Dr. Kaplan understood the urgent need, which remains to this day, to attract more physicians to the field of rheumatology. In his 1994 ACR presidential address, published in Arthritis & Rheumatism, he strongly voiced his concern, “I am more worried that patients with rheumatic disease in the next century will not have available the expertise of a specialist in rheumatic diseases. I am worried about the long-term viability of our subspecialty.”
He advocated for looking for candidates as early as medical school or at the post-graduate level. His strategy also encompassed identifying those with leadership potential and takes pride in recruiting Elizabeth Tindall, MD, Neal Birnbaum, MD, Joe Croft, MD, and James O’Dell, MD, to serve in the ACR, all of whom later served as ACR presidents. Family members are fair game to Dr. Kaplan as well. His presidential address was actually titled, “My Granddaughter, the Rheumatologist.” Michelle was just seven-and-a-half years old at the time, but he opened with a bold statement that he would like her to become a rheumatologist. As it turns out, Michelle did not go into medicine, but into psychology. She now has a 6-year-old son, Drake. I told Dr. Kaplan, “Maybe your great-grandson will be the rheumatologist”—nothing like a ray of hope to brighten the day for a retired rheumatologist.
Honors & Awards
Throughout his professional career, Dr. Kaplan was honored with several awards. He was inducted as an ACR Master (1995) and was the recipient of the Paulding Phelps Award for outstanding service to patients, community and the practice of medicine (1996).

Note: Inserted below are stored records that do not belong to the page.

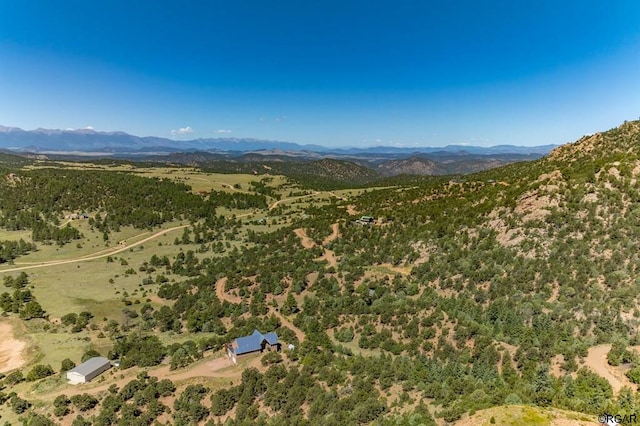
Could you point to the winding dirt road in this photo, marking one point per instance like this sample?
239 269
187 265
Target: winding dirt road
277 203
94 256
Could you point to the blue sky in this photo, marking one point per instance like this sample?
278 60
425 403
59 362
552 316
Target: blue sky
335 73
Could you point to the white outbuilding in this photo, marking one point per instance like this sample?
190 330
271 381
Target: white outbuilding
88 370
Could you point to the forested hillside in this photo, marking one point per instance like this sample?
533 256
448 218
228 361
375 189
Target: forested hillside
463 294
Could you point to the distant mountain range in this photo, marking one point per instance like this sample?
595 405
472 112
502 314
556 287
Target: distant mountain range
232 153
90 141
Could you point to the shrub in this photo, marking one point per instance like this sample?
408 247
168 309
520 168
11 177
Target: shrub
39 372
66 365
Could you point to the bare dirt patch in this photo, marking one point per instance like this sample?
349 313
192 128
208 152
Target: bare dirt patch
11 349
596 360
335 233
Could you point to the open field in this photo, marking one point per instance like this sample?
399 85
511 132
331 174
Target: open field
11 349
197 179
522 415
99 276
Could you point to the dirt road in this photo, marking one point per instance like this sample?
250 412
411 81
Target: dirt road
277 203
94 256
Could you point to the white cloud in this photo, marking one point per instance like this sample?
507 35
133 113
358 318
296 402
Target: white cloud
182 131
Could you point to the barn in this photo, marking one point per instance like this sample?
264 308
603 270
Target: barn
88 370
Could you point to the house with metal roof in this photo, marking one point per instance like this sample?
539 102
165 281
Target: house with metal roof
88 370
256 342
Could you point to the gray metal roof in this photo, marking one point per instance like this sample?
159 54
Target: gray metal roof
91 365
252 343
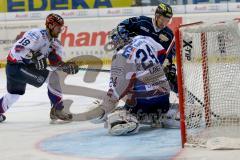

The award he is most proud of is the ACR Presidential Gold Medal, which he received in 2012. The Presidential Gold Medal is the highest award that the ACR can bestow, in recognition of outstanding achievements in rheumatology over an entire career. It had never been given to a rheumatologist in private practice until Dr. Kaplan. Such a befitting honor for someone who served our specialty and championed the cause of rheumatologists around the country who dedicate their lives to treating patients day in and day out.